Some parents may not expect their teen to engage in premarital sex at all. In fact, in certain households, premarital sex and even certain forms of intimacy are taboo. Some traditional parents will never leave their teen alone in a private room with their girlfriend/boyfriend, let alone allow them to spend the night. And other parents won’t allow their teen to have a boyfriend or girlfriend at all until they’ve reached a certain age or stage.

The consent conversation is still necessary for these families. But in this case, the conversation might revolve more around the ideas of mutual respect and proper treatment of others. For example, parents should warn their teenager never to ask or harass their romantic partner for nude pictures, whether it’s via text, IM, DM, Snapchat, or email. Sending and receiving naked pics of minors is considered child pornography and can lead to arrest. It is never okay to harass, coerce, or disrespect a romantic partner in this way.

It is never okay.

Parents need to also explain that teens shouldn’t go too far, too fast, with certain forms of affection if they aren’t sure the other person is receptive. For example, even a kiss on the cheek might not be welcome by the other person. Parents should encourage their teen to ask, first, before they offer a hug, kiss, or any other form of physical or nonverbal affection.

One last note: even if parents don’t want or expect their teen to experiment with sex, their teens aren’t always on the same page. Teens might go behind their parents’ back and experiment with sex no matter what their parents say.

That’s why the conversation about consent is important for all parents, conservative or not.

If You Think Your Teen Will Experiment With Sex

That brings us to our next group of parents: parents who expect their teen to experiment with sex. These families need to be even more proactive about the consent conversation.

In ongoing conversations about sex and sexuality, parents should emphasize that neither partner should pressure the other to move forward too fast. In general, if one partner feels the physical aspect of the relationship is moving too rapidly, they should communicate this clearly and not feel pressured to stay quiet or simply maintain the status quo.

Parents should emphasize that their teen should never feel pressured to do anything they don’t want to do. Not with a romantic partner or with a friend or peer. Not with anyone. They can always say no.

Friend casually kisses them on the cheek? If the teen is uncomfortable with that, they don’t have to tolerate it.

Peer casually holds them around the waist? Tell the teen to extricate themselves and tell their friend not to do it. If their friend doesn’t listen, and keeps doing it, then that could amount to harassment.

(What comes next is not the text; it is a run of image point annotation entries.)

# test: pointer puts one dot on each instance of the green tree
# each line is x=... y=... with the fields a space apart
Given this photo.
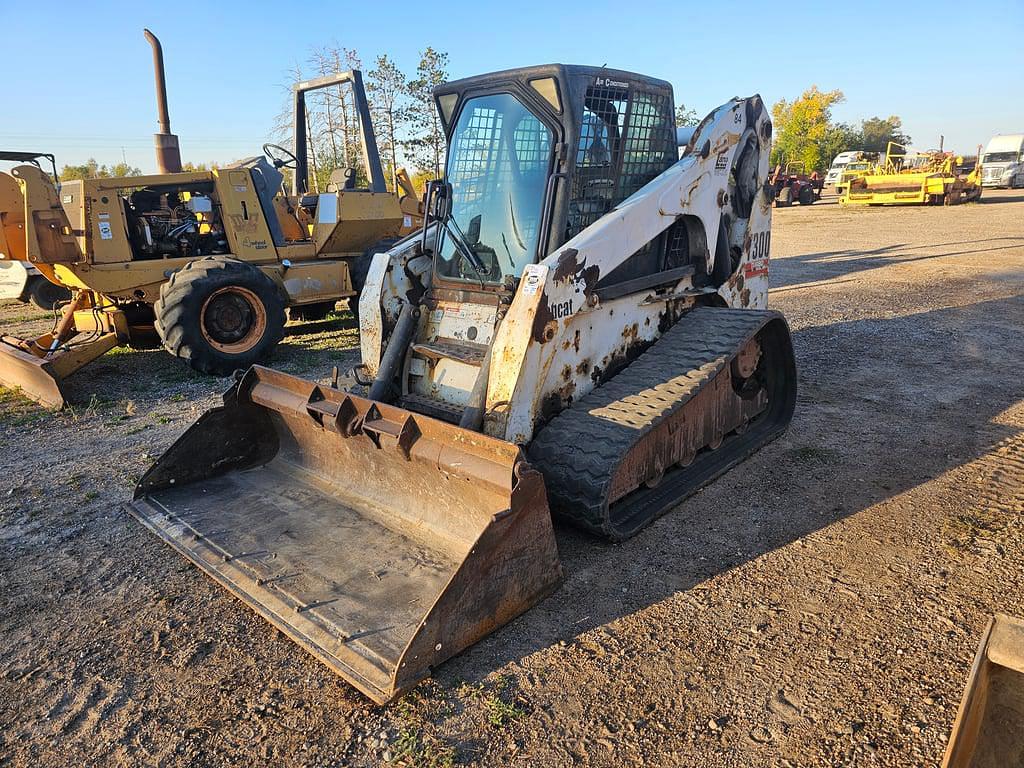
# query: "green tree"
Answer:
x=686 y=117
x=876 y=133
x=804 y=129
x=426 y=144
x=388 y=95
x=91 y=169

And, of course, your teenager should always ask, and receive a clear verbal yes, before initiating sex or being physically intimate with a partner. It doesn’t matter if the other person seems interested. It doesn’t matter if they didn’t explicitly tell you to stop. If you didn’t get a verbal, resounding “yes”, it could amount to sexual assault or even rape. This applies to both boys and girls alike.

This article from the Child Mind Institute offers some helpful questions teens should be asking their partner, and themselves, when being physically intimate:

  • Are you comfortable with me touching you here?
  • Are you enjoying yourself?
  • Are we moving too fast?
  • Are you still okay with this?

Additionally, talk to your teen about the influence of drugs or alcohol on a teen’s brain, and how it might impact the consent received. No matter what, someone who is intoxicated (or asleep) cannot give consent.

More Tips for This Talk

It’s important for this to be a discussion rather than a lecture. Especially if your teen spends lots of time on the internet– which is normal for a 21st-century kid. Use this conversation also as a springboard for discussion about pornography. If you suspect your teen has been watching porn, your teen may have preconceived misconceptions about sex, intimacy, and women. This is the time for you to gauge what they know and correct gaps or errors in their knowledge both for their health and their general understanding of sexuality.